Les assureurs sont venus à Copenhague demander de l'aide. Pour eux, le réchauffement de la planète est «un défi majeur».«Le plus gros risque auquel nous devons faire face», assure Stine Bosse, la patronne de TrygVesta. Eberhard Faust, qui dirige le Centre de recherche sur les risques liés au climat à la Munich Re, l'assureur des assureurs, énumère : sécheresse, incendies, pénurie d'eau et de nourriture, intempéries, cyclones tropicaux, montée du niveau de la mer… «Il suffit de regarder les statistiques pour constater que la fréquence des catastrophes liées aux changements climatiques et celle des destructions de propriété convergent à la hausse», dit-il.
L'heure n'est toutefois pas au désespoir.
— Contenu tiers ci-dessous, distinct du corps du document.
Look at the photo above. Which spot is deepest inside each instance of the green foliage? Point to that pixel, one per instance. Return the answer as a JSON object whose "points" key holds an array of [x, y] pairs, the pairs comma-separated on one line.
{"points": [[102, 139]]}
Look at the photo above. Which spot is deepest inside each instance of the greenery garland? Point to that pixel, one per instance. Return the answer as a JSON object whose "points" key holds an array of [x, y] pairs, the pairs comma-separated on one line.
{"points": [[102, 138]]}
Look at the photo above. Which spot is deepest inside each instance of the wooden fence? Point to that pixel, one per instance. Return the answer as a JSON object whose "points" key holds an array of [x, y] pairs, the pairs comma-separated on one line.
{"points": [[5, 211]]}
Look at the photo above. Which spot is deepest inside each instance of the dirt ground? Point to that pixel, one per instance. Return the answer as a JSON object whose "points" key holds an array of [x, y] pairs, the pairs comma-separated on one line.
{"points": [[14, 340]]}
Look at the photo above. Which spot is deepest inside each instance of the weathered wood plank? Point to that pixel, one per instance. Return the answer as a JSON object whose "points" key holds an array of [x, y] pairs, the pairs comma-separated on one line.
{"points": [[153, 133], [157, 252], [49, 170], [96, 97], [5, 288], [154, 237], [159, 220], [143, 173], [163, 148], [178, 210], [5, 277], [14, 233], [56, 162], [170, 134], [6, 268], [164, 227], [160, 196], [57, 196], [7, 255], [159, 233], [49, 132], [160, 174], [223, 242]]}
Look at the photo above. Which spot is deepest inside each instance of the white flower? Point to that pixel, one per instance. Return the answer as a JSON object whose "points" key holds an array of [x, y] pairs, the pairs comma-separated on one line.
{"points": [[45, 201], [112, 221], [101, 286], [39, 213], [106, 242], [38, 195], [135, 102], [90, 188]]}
A Copenhague, les assureurs sont venus avec un message : «Nous représentons 7% de la croissance mondiale, ce qui veut dire que nous avons un potentiel unique pour présenter des solutions durables», résume Stine Bosse. En offrant des ristournes aux automobilistes qui achètent une voiture peu polluante, par exemple. En soutenant des entreprises qui développent des technologies propres. La Lloyd's est fière d'annoncer qu'elle «couvre 25% du marché mondial de l'énergie renouvelable».